Biological spectrum: melanocytomas may occupy a continuum with melanomas, especially
in the CNS, where neural crest–derived melanocytes may harbor latent oncogenic potential.
Immunophenotypic silence: the absence of classic melanoma markers (e.g., BRAF mutation,
mitosis) does not preclude aggressive behavior, as supported by recent molecular profiling
studies.[4 ]
[5 ]
Radiologically, both melanocytomas and melanomas demonstrate T1 hyperintensity and
T2 hypointensity due to melanin's paramagnetic effects. However, radiology alone cannot
reliably differentiate benign from malignant lesions. Furthermore, diffuse leptomeningeal
melanocytosis and melanomatosis, though rare, may resemble infectious or inflammatory
conditions on imaging and cerebrospinal fluid analysis.[6 ]
[7 ]
No standardized treatment protocol exists for primary CNS melanocytic tumors.[8 ] Gross total resection remains the cornerstone of treatment, particularly for localized
masses. In our case, complete resection was not feasible due to brainstem adherence.

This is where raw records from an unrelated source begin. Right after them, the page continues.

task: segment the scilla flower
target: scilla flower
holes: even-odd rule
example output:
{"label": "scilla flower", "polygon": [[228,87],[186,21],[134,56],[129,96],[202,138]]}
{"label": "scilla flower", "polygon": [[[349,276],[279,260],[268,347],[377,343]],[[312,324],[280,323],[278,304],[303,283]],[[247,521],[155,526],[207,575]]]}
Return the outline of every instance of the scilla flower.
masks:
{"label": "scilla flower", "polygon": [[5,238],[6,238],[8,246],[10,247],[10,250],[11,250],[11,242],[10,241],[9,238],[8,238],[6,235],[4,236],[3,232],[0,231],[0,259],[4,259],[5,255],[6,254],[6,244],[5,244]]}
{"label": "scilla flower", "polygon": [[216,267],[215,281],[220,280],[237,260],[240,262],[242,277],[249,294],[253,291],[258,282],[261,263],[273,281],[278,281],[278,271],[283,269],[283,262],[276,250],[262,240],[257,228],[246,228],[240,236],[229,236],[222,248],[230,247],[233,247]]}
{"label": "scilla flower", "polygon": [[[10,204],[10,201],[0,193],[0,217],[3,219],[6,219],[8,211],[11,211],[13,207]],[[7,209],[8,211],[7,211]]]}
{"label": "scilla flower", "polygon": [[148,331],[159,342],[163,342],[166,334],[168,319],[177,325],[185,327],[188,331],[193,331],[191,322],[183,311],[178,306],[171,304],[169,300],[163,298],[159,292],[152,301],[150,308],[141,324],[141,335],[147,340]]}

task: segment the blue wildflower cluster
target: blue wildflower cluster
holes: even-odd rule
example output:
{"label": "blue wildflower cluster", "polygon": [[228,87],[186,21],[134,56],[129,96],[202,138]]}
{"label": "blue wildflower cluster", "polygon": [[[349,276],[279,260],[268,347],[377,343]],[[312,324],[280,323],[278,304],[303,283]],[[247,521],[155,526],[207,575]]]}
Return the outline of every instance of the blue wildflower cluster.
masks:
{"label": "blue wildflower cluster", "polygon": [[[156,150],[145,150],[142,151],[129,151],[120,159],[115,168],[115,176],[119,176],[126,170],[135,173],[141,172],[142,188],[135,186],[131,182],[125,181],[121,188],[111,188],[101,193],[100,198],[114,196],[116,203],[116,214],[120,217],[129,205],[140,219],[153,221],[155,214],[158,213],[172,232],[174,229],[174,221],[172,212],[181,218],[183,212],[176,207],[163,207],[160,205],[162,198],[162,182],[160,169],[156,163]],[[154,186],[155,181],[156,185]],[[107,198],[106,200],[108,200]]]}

Although radiotherapy was administered postoperatively, it failed to prevent systemic
spread. There is limited evidence regarding the efficacy of systemic therapies in
primary CNS melanocytomas, particularly those undergoing malignant transformation.
This case raises two essential clinical considerations: (1) even histologically benign
melanocytic CNS tumors warrant long-term surveillance; (2) absence of systemic disease
at presentation does not rule out future metastasis.
Conclusion
Meningeal melanocytomas, while typically benign, can exhibit aggressive biological
behavior and metastasize. Long-term follow-up and a high index of suspicion are essential,
even when histologic and molecular findings suggest indolence. This case emphasizes
the need for multidisciplinary vigilance and may support broader resection and earlier
adjunctive therapy in select patients.